One of Sangha’s neighbors, who spoke to The Times on condition of anonymity, said agents carried away about 20 boxes from the modern apartment complex during the search.

Another neighbor, who identified herself only as Kelly, moved into the building earlier this year and described the tenants as a mix of families and working professionals. In the days after Sangha’s charges were announced, news vans and reporters staked out the sidewalk outside, Kelly said.

“Anything that has to do with a celebrity is going to get attention,” Kelly said, adding that the circumstances surrounding the case didn’t surprise her.

Sangha graduated from Calabasas High School in 2001. She posed for her senior portrait wearing a red turtleneck sweater and a stoic expression. A portion of her senior quote read: “It isn’t what they say about you, it’s what they whisper.”

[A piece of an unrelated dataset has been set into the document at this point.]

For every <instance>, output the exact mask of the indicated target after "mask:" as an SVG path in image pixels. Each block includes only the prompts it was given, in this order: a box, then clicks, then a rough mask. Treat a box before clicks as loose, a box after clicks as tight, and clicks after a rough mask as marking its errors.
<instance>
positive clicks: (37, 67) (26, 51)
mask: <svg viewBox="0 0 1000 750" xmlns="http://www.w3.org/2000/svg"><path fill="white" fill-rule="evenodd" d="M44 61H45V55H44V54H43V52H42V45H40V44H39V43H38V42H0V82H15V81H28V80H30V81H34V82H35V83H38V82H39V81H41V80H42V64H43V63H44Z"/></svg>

She went on to attend UC Irvine, graduating in 2005 with a bachelor’s degree in social sciences, according to the university. On Instagram, she said she received an MBA from Hult International Business School in 2010, though the school did not reply to a Times inquiry for confirmation.

By 2017, she was part owner of a nail salon called Stiletto Nail Bar in Studio City. But she and her partner ended up being booted from the business for not paying their rent, their landlord wrote in court records.

All of their equipment and supplies remained inside, according to a civil suit Sangha filed. The case was later dismissed and settled out of court.

Though she represented herself as an events curator on social media, prosecutors wrote in court records that Sangha has been unemployed since at least 2019. Still, they note in court papers, she could afford rent on her North Hollywood apartment, which was listed online for more than $3,000 a month.

When authorities began investigating her, she drove a rented Range Rover. Later, she upgraded to a 2024 BMW, prosecutors wrote in the court filing.

Clancy Carter, a friend of Sangha’s, told the Daily Mail that the two had attended Golden Globes and Oscars ceremonies together, and she believed Sangha worked in marketing and event planning for celebrities. Carter declined to comment further when reached by The Times.

“She’s always in the nicest designer clothes. She has a family that takes care of her,” Carter told the paper. “She has never been the type of person who needed money.”

Times librarians Cary Schneider and Scott Wilson contributed to this report.